Joined: Jul 27, 2001
Posts: 1365
You'll need to implement Comparable or write a Comparator. See the Collections.sort() javadocs for a cycle of links that eventually lead to either annoyance or enlightenment.
Ruben Steins
Greenhorn

Joined: Nov 22, 2002
Posts: 15

Originally posted by David Weitzman:
Worst case scenario you should copy the data to an ArrayList, sort it, and copy it back.
...
When it doubt, call Collections.sort().

It seems this is excactly what Collections.sort does
This implementation dumps the specified list into an array, sorts the array, and iterates over the list resetting each element from the corresponding position in the array.
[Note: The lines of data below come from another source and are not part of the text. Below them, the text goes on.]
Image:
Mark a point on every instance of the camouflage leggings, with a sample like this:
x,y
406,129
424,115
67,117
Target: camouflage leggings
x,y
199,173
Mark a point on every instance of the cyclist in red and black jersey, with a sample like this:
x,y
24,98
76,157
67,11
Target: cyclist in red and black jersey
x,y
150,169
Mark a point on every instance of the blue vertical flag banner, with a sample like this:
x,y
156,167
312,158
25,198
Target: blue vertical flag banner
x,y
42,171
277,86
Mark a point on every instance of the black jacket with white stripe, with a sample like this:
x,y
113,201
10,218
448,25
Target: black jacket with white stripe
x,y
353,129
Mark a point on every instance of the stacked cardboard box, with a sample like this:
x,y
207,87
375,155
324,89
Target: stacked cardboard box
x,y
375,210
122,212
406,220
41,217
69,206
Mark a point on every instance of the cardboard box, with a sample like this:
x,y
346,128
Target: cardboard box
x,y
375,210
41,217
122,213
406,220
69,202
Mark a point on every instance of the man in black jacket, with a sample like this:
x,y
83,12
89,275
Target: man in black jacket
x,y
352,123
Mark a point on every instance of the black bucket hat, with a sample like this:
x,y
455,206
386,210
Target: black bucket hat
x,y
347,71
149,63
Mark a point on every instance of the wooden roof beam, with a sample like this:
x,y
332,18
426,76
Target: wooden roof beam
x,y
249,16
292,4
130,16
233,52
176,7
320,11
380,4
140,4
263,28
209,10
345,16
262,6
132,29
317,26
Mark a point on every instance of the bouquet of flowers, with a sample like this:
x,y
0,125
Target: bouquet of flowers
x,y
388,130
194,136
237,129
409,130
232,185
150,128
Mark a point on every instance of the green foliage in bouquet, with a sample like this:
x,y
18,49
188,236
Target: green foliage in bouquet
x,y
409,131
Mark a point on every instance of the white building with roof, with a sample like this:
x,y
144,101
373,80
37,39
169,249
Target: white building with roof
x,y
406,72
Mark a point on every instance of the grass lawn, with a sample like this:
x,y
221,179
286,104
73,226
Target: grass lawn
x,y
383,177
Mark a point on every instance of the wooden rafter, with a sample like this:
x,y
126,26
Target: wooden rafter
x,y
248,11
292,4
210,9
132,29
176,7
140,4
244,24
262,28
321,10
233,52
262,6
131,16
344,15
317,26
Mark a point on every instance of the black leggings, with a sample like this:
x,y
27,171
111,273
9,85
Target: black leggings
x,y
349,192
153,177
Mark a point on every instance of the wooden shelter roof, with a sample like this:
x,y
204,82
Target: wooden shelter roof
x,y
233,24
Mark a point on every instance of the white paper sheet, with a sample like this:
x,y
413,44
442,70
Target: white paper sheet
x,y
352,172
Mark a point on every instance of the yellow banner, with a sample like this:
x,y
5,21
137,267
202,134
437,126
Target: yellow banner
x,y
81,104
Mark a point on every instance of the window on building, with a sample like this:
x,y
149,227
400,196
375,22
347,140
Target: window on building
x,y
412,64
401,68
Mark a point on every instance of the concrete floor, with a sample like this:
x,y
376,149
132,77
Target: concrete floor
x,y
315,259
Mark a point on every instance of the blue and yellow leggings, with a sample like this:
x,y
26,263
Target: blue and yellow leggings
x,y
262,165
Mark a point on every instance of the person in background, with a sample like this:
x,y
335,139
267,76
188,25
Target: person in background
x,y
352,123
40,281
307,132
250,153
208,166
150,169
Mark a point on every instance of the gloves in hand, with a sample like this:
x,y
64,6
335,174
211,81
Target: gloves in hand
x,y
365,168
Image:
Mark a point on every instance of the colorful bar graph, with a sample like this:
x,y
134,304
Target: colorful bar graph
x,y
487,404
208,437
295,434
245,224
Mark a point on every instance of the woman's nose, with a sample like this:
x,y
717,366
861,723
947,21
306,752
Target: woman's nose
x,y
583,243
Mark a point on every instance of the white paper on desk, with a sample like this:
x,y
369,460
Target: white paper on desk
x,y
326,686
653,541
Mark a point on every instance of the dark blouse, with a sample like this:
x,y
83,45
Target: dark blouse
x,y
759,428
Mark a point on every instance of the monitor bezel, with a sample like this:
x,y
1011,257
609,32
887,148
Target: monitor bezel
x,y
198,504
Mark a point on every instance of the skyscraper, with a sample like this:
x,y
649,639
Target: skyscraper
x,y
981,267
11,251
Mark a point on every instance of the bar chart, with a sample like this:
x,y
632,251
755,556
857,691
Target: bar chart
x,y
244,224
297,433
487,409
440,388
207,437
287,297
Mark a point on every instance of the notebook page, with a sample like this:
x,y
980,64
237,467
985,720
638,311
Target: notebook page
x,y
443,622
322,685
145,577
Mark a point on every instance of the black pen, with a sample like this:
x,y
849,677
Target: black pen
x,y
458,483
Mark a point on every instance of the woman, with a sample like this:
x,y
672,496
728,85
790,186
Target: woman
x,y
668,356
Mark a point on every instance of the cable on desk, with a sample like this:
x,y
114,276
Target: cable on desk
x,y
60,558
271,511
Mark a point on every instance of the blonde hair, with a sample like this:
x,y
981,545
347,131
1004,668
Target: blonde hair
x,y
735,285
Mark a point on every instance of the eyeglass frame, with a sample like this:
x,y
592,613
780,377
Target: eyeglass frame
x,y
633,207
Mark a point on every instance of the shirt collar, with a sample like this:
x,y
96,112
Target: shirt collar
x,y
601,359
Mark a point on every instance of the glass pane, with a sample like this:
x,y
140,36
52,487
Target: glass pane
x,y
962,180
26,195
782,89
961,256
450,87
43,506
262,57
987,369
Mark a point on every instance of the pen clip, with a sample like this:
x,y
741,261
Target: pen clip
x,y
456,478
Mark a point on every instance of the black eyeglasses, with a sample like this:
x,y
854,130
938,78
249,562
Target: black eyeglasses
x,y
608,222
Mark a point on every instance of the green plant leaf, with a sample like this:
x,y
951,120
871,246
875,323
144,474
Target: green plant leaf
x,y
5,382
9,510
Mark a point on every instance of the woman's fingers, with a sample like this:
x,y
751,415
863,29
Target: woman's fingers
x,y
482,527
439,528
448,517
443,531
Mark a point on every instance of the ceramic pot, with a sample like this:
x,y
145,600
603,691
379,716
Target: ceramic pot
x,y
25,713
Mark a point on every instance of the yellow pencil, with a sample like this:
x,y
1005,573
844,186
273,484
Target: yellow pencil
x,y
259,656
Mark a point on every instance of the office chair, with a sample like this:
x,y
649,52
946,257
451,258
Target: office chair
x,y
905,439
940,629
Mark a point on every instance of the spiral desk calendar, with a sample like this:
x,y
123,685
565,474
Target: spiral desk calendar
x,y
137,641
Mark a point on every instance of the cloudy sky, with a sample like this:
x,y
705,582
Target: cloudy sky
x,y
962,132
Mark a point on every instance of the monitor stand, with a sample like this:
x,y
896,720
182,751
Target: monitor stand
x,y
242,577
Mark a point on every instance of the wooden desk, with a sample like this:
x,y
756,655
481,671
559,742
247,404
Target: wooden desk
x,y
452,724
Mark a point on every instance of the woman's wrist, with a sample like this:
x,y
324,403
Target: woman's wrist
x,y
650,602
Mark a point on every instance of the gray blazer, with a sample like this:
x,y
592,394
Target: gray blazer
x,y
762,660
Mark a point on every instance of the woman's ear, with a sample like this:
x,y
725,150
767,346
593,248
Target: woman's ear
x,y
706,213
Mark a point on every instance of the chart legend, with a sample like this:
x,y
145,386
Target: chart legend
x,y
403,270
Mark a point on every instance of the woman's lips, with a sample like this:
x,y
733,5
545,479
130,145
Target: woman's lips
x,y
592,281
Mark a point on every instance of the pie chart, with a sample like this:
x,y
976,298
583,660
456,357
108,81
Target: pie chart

This avoids the n2 log(n) performance that would result from attempting to sort a linked list in place

But does this mean I have to write my own compare method for the Klus-class and use this for sorting (with the specs from the API)?
Jim Yingst
Wanderer
Sheriff

Joined: Jan 30, 2000
Posts: 18671
Yes - either a compareTo(Object) method within the Klus class, making it implement Comparable - or a compare(Object, Object) method in a separate class which implements Comparator.